The first patch in the attachments is for 9.2dev and next one is
for 9.1.3.
On the current 9.2dev, IsCheckpointOnSchedule@checkpointer.c does
not check against WAL segments written. This makes checkpointer
always run at the speed according to checkpoint_timeout
regardless of WAL advancing rate.
This leads to unexpected imbalance in the numbers of WAL segment
files between the master and the standby(s) for high advance rate
of WALs. And what is worse, the master would have much higher
chance to remove some WAL segments before the standby receives
them.
XLogPageRead()@xlog.c triggers checkpoint referring to WAL
segment advance. So I think this is a bug of bgwriter in 9.1. The
attached patches fix that on 9.2dev and 9.1.3 respctively.
In the backported version to 9.1.3, bgwriter.c is modified
instead of checkpointer.c in 9.2. And GetWalRcvWriteRecPtr() is
used as the equivalent of GetStandbyFlushRecPtr() in 9.2.

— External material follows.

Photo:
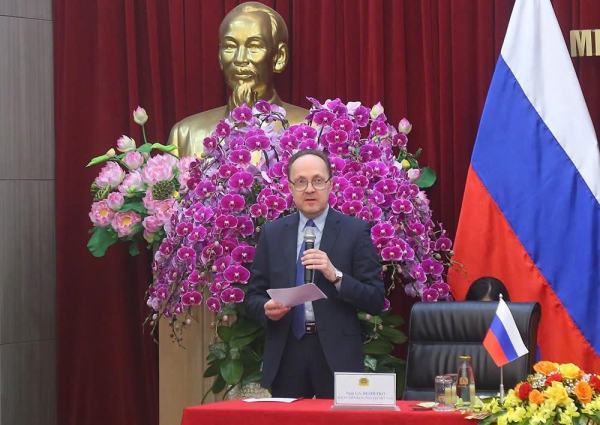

By the way, GetStandbyFlushRecPtr() acquires spin lock within. It
might be enough to read XLogCtl->recoveryLastRecPtr without lock
to make rough estimation, but I can't tell it is safe or
not. Same discussion could be for GetWalRcvWriteRecPtr() on
9.1.3.
However, it seems to work fine on a simple test.
regards,
--
Kyotaro Horiguchi
NTT Open Source Software Center
== My e-mail address has been changed since Apr. 1, 2012.
On Mon, Apr 16, 2012 at 1:05 PM, Kyotaro HORIGUCHI
<horiguchi.kyotaro@lab.ntt.co.jp> wrote:
Hello, this is bug report and a patch for it.
The first patch in the attachments is for 9.2dev and next one is
for 9.1.3.On the current 9.2dev, IsCheckpointOnSchedule@checkpointer.c does
not check against WAL segments written. This makes checkpointer
always run at the speed according to checkpoint_timeout
regardless of WAL advancing rate.
Thanks, I'll take a look.
--
Simon Riggs http://www.2ndQuadrant.com/
PostgreSQL Development, 24x7 Support, Training & Services
On Mon, Apr 16, 2012 at 9:05 PM, Kyotaro HORIGUCHI
<horiguchi.kyotaro@lab.ntt.co.jp> wrote:
In the backported version to 9.1.3, bgwriter.c is modified
instead of checkpointer.c in 9.2. And GetWalRcvWriteRecPtr() is
used as the equivalent of GetStandbyFlushRecPtr() in 9.2.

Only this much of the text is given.